Vielleicht ein leichter Herzinfarkt
Hitler sagt, er wünsche nicht, die Tschechen ins Reich aufzunehmen, es gehe ihm nur um die Deutschen. Chamberlain glaubt es. Er überredet sein Kabinett und die verbündeten Franzosen, dem ausgehandelten Abkommen zuzustimmen. Mussolini macht den Vorschlag einer Vier-Mächte-Konferenz, man trifft sich in München. Dort rettet Chamberlain den Frieden, wie er meint. Seine osteuropäischen Verbündeten sind entsetzt, ebenso jene Widerständler in der deutschen Armee, die einen Putsch vorbereitet haben.
Doch trotz des Abkommens eskaliert Hitler weiter. In letzter Not ersucht der tschechische Staatspräsident Emil Hácha um ein Treffen. In Berlin wird er im März 1939, wie Bejamin Carter Hett die Szenerie beschreibt, «mit der Art von Schikane und Einschüchterungstaktik konfrontiert, die Hitler schon vielen anderen, wie etwa dem österreichischen Bundeskanzler Schuschnigg im Jahr zuvor, hatte angedeihen lassen». Hácha wird ohnmächtig, erleidet vielleicht sogar einen leichten Herzinfarkt, und unterschreibt, wieder zum Leben erweckt, ein Papier, das sein Land zum deutschen «Protektorat» macht.

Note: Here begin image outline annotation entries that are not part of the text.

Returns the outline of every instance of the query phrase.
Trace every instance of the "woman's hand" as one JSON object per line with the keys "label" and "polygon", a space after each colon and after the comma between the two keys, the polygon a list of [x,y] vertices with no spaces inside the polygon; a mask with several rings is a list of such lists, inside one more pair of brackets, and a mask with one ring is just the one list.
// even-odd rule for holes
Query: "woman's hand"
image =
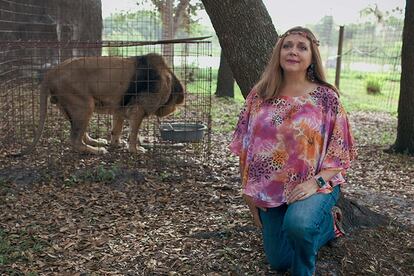
{"label": "woman's hand", "polygon": [[318,184],[316,184],[315,180],[309,179],[299,185],[297,185],[289,194],[287,198],[287,204],[292,204],[298,200],[304,200],[311,195],[315,194],[318,191]]}
{"label": "woman's hand", "polygon": [[260,208],[264,212],[266,212],[266,208],[256,206],[251,196],[243,194],[243,199],[246,202],[247,206],[249,206],[250,213],[253,216],[254,225],[256,225],[259,228],[262,228],[258,208]]}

Die inszenierte Eskalation
Natürlich hat sich das Zusammentreffen von US-Präsident Donald Trump, seinem Vize J. D. Vance und dem ukrainischen Präsidenten Wolodymyr Selenskyj vom vergangenen Freitag im Oval Office etwas zivilisierter abgespielt als jenes zwischen Hácha und Hitler. Aber der Einschüchterung hat auch die Washingtoner Inszenierung gedient, und, wie Erich Gysling überzeugend nachgewiesen hat: inszeniert war diese Eskalation vor laufenden Kameras auch. Sie sollte abschrecken – zunächst Selenskyj und seine bedrängte Nation, danach die aufsässigen Europäer. Und sie soll wohl vorbereiten auf jenen Friedensplan, dessen Inhalt Trump absichtsvoll im Dunkeln lässt (im Gegensatz zum Rohstoffabkommen, über das er ausgesprochen gerne spricht). Putin im Hintergrund wird sich sehr freuen über das Powerplay seines neuen, vorderhand noch heimlichen Verbündeten.

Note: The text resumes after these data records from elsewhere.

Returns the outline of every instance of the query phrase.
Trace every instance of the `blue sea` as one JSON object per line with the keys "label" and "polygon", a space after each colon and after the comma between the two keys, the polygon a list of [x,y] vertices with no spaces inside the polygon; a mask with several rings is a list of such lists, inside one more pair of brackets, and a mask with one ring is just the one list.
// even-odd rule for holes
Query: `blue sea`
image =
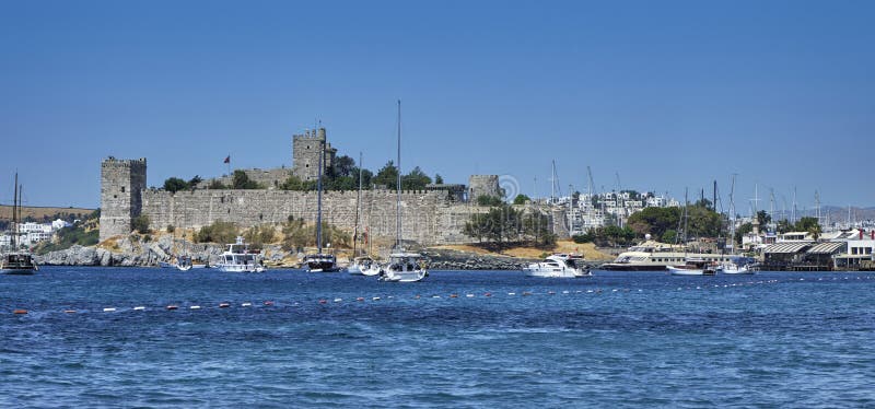
{"label": "blue sea", "polygon": [[875,407],[873,290],[46,267],[0,276],[0,407]]}

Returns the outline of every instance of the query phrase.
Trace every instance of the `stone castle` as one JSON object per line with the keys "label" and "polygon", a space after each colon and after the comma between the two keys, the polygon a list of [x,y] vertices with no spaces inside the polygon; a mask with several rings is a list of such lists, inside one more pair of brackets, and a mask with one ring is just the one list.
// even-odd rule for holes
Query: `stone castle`
{"label": "stone castle", "polygon": [[[319,154],[324,150],[324,156]],[[289,217],[316,220],[316,191],[289,191],[279,185],[290,175],[302,180],[318,177],[318,161],[334,163],[337,150],[326,140],[325,128],[292,137],[292,170],[246,170],[265,189],[196,189],[171,192],[147,187],[147,161],[118,160],[109,156],[101,164],[101,236],[127,235],[131,221],[141,214],[150,229],[167,226],[200,229],[217,221],[234,222],[241,227],[276,224]],[[228,177],[228,176],[226,176]],[[207,185],[206,183],[203,184]],[[358,191],[324,191],[323,221],[352,232]],[[402,235],[422,245],[469,243],[463,233],[472,213],[486,208],[474,203],[481,195],[501,196],[499,177],[472,175],[469,185],[429,185],[425,190],[402,191]],[[396,232],[395,189],[362,191],[360,229],[372,237],[394,238]],[[474,202],[474,203],[472,203]]]}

Was ist zu lernen, nicht nur mit Blick auf die Geschichte, sondern auch auf das Geschehen der vergangenen Wochen? Bevor er jetzt Selenskyj der Undankbarkeit bezichtigt hat – wobei der, wie CNN nachgerechnet hat, sich beim amerikanischen Volk bereits 33-mal bedankt hat –, hat J. D. Vance an der Münchner Sicherheitskonferenz bereits seinen Auftritt gehabt. Dort hat er auf tief brüskierende Weise insbesondere dem Verbündeten Deutschland kräftig in die Innenpolitik hineingeredet. Da sei, hat er gesagt, ein neuer «Sheriff in town», und dieser Sheriff namens Trump scheint sich nun von Grönland über Panama und Gaza bis in die Ukraine hinein für alles zu interessieren, womit sich Geld verdienen lässt – und Ehre, denn vom Friedensnobelpreis träumt der Unersättliche auch.
Trump erhebt Zölle ohne Rücksicht auf Verluste; kein Tag, da er nicht irgendwelche Dekrete unterzeichnet, um seinen Machtrausch zu zelebrieren. Und an den Stützen der ältesten Demokratie sägt er dabei auch ganz gern. Putin herrscht seit einem Vierteljahrhundert über Russland, warum also nur gerade zwei lumpige Amtszeiten für Donald Trump?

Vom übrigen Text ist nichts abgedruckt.